July 15, 2000
A frustrated, down-at-the-heels Bavarian playwright, along with a deadly disaster at sea and the innovative newspaper publisher who covered the story, all combined to determine what hung on the walls of our great-grandparents' homes.
The playwright was Aloys Senefelder. Pfennigs being tight among beginning playwrights then, as now, he bridled at the amount of scarce money he was spending on having his plays duplicated. Being of an inventive turn of mind, he began looking for another method of duplication. Copper plate engravings were too costly, so he decided to experiment with a rock floor tile. Legend says his mother asked him to jot down a laundry list and that rather than hunting down a pencil (no easier back then) he grabbed a hunk of ink made from dried wax and scribbled onto the floor tile. When he washed it off later he noticed the wax repelled the water. Playing around with this effect, the playwright-inventor added another hyphenate to his job description - lithographer. This was about 1796.
Jump now to 1840. January 13th. The 205-foot wooden steamboat Lexington, with a crew of 40 and over ninety passengers, carrying 150 bales of cotton on deck, is 3-and-a half hours out of New York, plowing eastward through the frigid water of Long Island Sound toward Stonington, Connecticut. A stray smokestack spark lands; quickly several bales of cotton are engulfed in flames. The alarm is given. Crewmen head for the boilers to shut them down and are driven back by the flames. The tiller ropes burn through and the ship plunges through the night, out of control. A rescue ship setting out from Connecticut runs aground and sticks fast. Other available ships are frozen in at their moorings. The three lifeboats of the Lexington, overcrowded with panicking passengers, are swung over the side but all are flipped by the rushing waves, dumping their occupants.
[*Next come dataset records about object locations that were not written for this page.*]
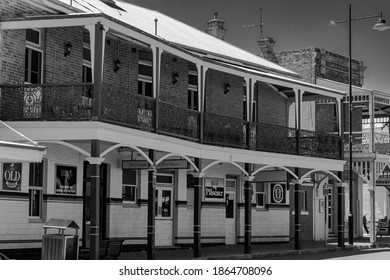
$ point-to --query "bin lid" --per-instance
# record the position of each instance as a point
(61, 224)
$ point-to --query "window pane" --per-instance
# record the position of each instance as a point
(193, 80)
(229, 213)
(260, 199)
(87, 74)
(195, 105)
(32, 36)
(148, 89)
(33, 63)
(129, 193)
(164, 179)
(86, 54)
(129, 177)
(145, 70)
(231, 183)
(166, 203)
(260, 187)
(36, 175)
(140, 87)
(35, 203)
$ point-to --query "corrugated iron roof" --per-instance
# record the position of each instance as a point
(176, 32)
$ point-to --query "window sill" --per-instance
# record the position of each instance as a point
(129, 204)
(33, 220)
(303, 213)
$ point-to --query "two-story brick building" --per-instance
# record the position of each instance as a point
(369, 127)
(156, 133)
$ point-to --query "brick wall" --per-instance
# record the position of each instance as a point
(217, 102)
(169, 92)
(271, 106)
(300, 61)
(326, 118)
(306, 217)
(12, 42)
(56, 67)
(313, 63)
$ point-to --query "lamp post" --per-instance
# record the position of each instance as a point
(380, 26)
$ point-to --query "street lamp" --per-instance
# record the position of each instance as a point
(380, 26)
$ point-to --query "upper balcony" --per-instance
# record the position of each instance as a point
(361, 143)
(72, 102)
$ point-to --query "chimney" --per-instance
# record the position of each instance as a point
(215, 27)
(266, 45)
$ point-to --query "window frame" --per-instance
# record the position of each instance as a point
(264, 193)
(30, 48)
(165, 175)
(135, 187)
(34, 186)
(144, 79)
(193, 93)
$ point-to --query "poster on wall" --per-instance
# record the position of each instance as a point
(214, 189)
(278, 193)
(12, 177)
(66, 179)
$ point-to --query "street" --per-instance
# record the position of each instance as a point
(369, 254)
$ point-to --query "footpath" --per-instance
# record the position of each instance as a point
(259, 251)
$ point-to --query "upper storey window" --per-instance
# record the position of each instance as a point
(193, 90)
(145, 78)
(33, 62)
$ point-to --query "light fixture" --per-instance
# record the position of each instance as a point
(117, 65)
(175, 78)
(381, 24)
(227, 88)
(67, 48)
One boat is chewed up by one of the steamer's revolving sidewheels. The crewmembers and passengers toss the unburnt bales overboard, hoping to use them for rafts. When the long night is over, the Lexington is at the bottom of the Sound. Exactly four people, clinging to cotton bales, are spared. One survivor washes ashore fifty miles to the east, 43 hours later.
January 14th. Word of the disaster is received in the offices of the New York Sun. Publisher Ben Day knows an headline grabber when he hears one. He sends around to a local lithography studio on Spruce Street, which puts artist W. K. Hewitt on it immediately. In three days, as soon as the plates are ready, the presses roll. Copies of this first illustrated extra-edition newspaper are snapped up by a horrified and fascinated public. It sells out five times. Copies of the print itself are still being purchased eleven months later. And editor Day has spawned more than he realizes. Almost overnight, Hewitt's employer, 28-year-old Nathaniel Currier, gains a national reputation. Twelve years later, when he hires a bookkeeper with artistic ability named James Merritt Ives, a team is born, and a firm name goes generic.